The expansion on the front of the building is being framed. The 8,731 square feet of space will house the main office, more classrooms and a new and improved library.

The view outside Principal Shawn Chabot’s window is no longer only Central Avenue. He sees workers on a concrete floor building windows and walls.

In the lobby, the staircase that led to the second-floor main office has been demolished, replaced by a concrete floor.

The first major renovation of the school, which was built in the early 1930s as Lewiston High School, is expected to be complete in December 2014.

The project is going well, Chabot said Thursday. The general contractor, Hebert Construction of Lewiston, “has been great every step of the way,” Chabot said, showing where workers are turning the lobby area into a main office, administrators’ office, conference rooms and guidance offices.

But undergoing a major renovation while students are in school can be tricky.

Eighth-grader Cam Dionne said he’s excited his school is being improved; however, it is at times inconvenient.

His literacy class “is right on the corner of where they’re doing all the construction on the front of the building,” Dionne said. At times the construction noise makes it tough to concentrate, he said. “I try and tune it out and focus harder.”

One day this week drilling was so loud “we couldn’t hear each other,” school secretary Lisa Bernier said. “If it does get that loud, we tell the custodian. He tells them to stop.”

The noise subsides until school is out.

“The contractors have been agreeable to work with us,” Chabot said.

“We have to be sensitive to classes and teachers,” Hebert Construction owner Mike Hebert said. That means separating construction workers from students and teachers through temporary walls, doors and seals. It also means some work is done at night. “It involves a lot of swing shifts,” Hebert said.

Building the front addition, then renovating one section at a time, allows the School Department to avoid paying $150,000 to house students in portable classrooms, Chabot said.

When the front addition is complete in March, main office staff will move in; the upper floors will become “swing space” for classrooms.

As one section of the building is renovated, those classrooms will move to the swing space.

Throughout the rest of the building, “a lot is going to get done this summer,” Chabot said. Renovation will include new bathrooms for students and new public bathrooms for the auditorium used for community plays and functions. Instead of only two stalls for the male and female auditorium bathrooms, there will be 12 to 15 stalls.

Other improvements include an expanded cafeteria, an efficient heating system, new walls and lockers and a ventilation system that will provide a healthier air flow.

“It’s huge to have fresh air,” Chabot said. “This building doesn’t have ventilation. All that air is stuck in the building unless you open a window.”

Dripping water from the ceiling after storms, ugly blotches of peeling paint on walls, lockers so tiny they’re useless, webs of exposed wires and pipes will be things of the past, Chabot said.

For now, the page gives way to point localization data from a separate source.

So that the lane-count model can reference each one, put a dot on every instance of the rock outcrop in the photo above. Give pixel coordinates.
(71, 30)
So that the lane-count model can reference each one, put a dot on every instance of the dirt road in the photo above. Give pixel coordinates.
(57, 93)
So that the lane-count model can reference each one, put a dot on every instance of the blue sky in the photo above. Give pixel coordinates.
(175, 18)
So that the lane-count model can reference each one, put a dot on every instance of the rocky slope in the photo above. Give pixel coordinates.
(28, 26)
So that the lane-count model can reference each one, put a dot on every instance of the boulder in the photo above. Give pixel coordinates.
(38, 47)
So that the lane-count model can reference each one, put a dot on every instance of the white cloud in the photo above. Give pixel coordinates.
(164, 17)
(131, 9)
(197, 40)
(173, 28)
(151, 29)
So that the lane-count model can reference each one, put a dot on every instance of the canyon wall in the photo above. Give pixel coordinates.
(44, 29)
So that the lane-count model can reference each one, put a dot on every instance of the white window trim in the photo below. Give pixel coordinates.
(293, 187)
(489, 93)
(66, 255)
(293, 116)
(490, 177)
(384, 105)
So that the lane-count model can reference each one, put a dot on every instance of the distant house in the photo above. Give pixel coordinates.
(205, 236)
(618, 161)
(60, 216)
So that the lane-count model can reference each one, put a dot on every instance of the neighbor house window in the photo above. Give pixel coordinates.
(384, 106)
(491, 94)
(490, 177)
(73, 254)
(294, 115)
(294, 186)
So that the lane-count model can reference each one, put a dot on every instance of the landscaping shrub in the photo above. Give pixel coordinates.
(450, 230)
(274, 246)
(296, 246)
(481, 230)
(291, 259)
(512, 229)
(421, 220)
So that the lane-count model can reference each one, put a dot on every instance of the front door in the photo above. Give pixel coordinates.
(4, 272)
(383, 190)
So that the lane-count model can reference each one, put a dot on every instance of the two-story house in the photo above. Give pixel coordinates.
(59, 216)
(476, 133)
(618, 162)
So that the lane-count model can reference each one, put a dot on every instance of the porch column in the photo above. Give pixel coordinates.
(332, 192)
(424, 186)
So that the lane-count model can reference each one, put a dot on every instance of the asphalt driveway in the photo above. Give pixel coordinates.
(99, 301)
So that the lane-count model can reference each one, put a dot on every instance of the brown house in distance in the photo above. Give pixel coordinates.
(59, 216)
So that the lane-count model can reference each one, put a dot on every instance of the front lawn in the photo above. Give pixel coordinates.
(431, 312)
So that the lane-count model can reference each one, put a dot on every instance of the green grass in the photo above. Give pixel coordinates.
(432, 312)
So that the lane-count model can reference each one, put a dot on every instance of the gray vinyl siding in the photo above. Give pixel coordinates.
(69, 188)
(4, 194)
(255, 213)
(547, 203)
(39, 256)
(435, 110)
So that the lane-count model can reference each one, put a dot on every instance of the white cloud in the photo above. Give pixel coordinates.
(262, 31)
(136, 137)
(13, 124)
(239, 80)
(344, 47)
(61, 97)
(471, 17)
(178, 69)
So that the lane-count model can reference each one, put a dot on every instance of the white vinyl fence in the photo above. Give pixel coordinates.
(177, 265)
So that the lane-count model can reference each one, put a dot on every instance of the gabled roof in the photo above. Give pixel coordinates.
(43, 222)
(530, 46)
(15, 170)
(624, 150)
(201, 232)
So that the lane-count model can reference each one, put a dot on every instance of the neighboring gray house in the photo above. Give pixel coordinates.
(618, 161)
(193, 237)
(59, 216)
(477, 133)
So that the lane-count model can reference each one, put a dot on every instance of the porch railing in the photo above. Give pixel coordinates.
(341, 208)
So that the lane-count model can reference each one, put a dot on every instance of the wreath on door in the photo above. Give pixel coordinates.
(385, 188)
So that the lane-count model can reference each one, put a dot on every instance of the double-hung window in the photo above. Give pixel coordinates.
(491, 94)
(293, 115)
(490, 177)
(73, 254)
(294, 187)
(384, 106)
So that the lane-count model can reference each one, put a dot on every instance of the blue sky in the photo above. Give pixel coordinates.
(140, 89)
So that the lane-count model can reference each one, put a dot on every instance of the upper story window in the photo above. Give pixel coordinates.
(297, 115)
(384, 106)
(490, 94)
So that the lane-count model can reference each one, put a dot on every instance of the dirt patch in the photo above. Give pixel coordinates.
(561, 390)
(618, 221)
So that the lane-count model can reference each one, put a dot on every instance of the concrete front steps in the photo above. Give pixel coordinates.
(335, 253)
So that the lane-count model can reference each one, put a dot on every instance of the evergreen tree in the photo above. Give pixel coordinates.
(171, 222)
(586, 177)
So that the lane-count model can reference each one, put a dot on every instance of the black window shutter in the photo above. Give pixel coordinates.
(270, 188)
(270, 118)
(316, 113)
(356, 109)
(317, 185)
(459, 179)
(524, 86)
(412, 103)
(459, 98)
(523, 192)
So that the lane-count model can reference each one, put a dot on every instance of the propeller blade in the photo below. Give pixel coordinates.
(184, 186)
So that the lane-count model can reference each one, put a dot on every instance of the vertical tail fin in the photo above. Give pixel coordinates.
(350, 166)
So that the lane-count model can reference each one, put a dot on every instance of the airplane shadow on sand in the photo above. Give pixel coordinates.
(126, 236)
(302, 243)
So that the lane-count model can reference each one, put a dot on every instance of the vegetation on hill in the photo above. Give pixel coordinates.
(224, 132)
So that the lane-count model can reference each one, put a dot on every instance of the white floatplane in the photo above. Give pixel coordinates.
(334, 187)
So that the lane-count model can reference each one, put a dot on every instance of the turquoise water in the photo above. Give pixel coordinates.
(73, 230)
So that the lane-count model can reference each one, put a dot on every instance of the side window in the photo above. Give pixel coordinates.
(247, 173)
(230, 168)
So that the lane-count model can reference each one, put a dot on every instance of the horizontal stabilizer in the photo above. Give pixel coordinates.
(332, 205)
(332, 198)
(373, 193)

“We’re going to have a nice building students will feel proud of,” he said.

The cost of the project is being picked up by local taxpayers, who approved the work during a 2012 referendum. Building a new school would have cost between $40 million and $50 million, Chabot said.

Eighth-grader Dionne said he’s excited to see the school when it’s finished, even though he’ll be at Lewiston High School next year. “I’m looking forward to having a nice new school for Lewiston,” he said.

His grandmother, Michelle Vachon, attended the school when it was a high school, he said.

The school has a lot of meaning for the community, Chabot said.

“The building is historic, an important landmark,” he said. “It’s always looked beautiful on the outside. Now it will look beautiful on the inside.”